- Type: V12 water-cooled piston engine
- National origin: Germany
- Manufacturer: Bayerische Motorenwerke
- First run: 1928
- Developed from: BMW VI
- Variants: BMW IX

= BMW VII =

The BMW VII was a water-cooled twelve-cylinder engine derived from the successful BMW VI. The engine was not as popular as the VI, due in no small part to the Great Depression, and only a small number were built. Experiments with supercharging led to the related BMW IX.

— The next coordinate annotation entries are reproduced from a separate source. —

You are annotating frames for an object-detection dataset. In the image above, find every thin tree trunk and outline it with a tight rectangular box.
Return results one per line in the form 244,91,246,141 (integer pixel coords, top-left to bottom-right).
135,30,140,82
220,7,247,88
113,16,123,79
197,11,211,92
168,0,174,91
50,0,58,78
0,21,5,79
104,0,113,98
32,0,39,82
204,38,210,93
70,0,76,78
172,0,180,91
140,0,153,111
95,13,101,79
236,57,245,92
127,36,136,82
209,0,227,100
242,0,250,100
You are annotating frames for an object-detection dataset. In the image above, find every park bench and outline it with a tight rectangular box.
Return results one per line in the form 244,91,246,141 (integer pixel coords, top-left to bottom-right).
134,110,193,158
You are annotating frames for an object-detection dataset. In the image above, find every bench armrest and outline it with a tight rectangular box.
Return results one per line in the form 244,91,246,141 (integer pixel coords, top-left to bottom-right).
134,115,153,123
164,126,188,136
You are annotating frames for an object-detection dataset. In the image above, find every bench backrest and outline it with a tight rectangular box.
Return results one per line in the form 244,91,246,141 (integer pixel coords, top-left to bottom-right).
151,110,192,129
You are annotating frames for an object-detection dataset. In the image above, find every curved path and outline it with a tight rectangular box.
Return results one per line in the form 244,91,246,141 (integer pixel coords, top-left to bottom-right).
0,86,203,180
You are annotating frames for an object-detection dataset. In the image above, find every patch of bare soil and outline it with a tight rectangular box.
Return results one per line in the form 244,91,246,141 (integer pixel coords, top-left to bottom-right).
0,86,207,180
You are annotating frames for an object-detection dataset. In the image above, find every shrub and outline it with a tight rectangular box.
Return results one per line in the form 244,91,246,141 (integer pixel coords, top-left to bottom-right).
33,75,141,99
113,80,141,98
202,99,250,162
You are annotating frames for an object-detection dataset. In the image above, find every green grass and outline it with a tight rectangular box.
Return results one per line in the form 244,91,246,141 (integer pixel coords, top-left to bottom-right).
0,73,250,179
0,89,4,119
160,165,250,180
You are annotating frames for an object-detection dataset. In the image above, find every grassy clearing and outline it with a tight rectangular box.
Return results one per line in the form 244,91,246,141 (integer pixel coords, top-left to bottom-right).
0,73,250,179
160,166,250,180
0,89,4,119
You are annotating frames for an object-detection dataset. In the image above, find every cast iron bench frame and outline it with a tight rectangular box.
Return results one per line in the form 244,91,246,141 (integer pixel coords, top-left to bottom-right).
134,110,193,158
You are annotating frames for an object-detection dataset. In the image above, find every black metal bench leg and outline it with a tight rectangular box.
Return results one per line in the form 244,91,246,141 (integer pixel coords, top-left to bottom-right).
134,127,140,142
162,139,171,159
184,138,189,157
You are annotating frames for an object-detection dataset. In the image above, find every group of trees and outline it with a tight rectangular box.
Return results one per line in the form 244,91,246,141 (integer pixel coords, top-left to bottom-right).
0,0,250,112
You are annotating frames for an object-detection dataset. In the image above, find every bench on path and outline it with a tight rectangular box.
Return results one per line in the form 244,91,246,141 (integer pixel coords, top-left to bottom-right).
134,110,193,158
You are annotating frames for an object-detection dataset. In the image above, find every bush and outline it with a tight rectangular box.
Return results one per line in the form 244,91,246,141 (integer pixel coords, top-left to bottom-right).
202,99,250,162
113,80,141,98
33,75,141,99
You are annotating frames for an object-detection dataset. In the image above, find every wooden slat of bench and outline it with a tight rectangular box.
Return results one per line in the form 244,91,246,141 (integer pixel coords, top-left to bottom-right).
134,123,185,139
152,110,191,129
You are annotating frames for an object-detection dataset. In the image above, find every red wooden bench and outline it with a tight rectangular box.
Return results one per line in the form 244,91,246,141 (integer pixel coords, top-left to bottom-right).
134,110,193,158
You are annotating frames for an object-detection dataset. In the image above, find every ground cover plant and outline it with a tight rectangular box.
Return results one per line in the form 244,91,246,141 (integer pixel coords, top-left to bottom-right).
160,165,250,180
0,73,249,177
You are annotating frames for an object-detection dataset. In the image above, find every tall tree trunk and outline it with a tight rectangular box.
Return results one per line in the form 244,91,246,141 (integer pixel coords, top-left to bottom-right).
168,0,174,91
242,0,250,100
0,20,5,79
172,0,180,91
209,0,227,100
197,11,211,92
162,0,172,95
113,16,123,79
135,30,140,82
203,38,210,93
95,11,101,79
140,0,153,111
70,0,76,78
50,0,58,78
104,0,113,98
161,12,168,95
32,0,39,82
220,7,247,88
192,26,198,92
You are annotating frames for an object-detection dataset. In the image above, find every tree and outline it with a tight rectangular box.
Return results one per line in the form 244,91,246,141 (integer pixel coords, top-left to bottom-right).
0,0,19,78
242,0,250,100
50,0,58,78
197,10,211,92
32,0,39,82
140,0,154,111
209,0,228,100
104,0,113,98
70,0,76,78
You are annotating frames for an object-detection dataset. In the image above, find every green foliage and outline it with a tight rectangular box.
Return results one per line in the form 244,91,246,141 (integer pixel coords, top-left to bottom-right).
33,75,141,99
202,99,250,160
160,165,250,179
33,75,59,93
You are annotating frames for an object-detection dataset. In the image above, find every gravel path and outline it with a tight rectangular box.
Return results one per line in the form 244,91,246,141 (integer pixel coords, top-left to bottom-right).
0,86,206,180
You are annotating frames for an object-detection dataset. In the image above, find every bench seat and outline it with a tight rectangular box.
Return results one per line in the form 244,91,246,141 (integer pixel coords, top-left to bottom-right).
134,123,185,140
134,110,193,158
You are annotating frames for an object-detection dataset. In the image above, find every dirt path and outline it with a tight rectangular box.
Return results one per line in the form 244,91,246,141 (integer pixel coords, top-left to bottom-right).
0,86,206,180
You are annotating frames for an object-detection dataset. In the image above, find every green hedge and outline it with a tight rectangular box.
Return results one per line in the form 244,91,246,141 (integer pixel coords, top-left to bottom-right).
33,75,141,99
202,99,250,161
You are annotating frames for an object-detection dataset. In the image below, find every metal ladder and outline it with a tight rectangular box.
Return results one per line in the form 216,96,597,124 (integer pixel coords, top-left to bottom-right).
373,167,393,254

==Design and development==
The main change from the VI to the VII was the addition of a 0.62 ratio propeller reduction gearing system, allowing the engine to run at higher RPM, and thus higher power settings, while still efficiently driving the same propellers. A more minor change was the movement of the magnetos from the back of the cylinder banks to the front, which allowed easier access for maintenance (similar changes to the original six-cylinder BMW V led to the BMW VIII) . The crankcase was offered in aluminum alloy or Elektron.

==Operational history==
The engine was first built in 1928 and passed its acceptance tests in June 1930. Only a few examples of the BMW VII went into operation, in the single-engined version of the Junkers Ju 52, for example, and in the Dornier Wal which Wolfgang von Gronau flew around the world in 1932. The VII was also used for forced-aspiration experiments with a "mixture blower" (a radial fan located behind the carburetor); this led in due course to the development of the BMW IX aircraft engine.

==Variants==
- Low compression
  A low compression variant ran at 5.5:1 compression ratio, delivering 600 hp at 1,565 rpm
- Medium compression
  A medium compression variant ran at 6:1 compression ratio, delivering 750 hp at 1,650 rpm
- BMW VIIaU
  A high compression variant running at 7.3:1 compression ratio, delivering 750 hp for take-off.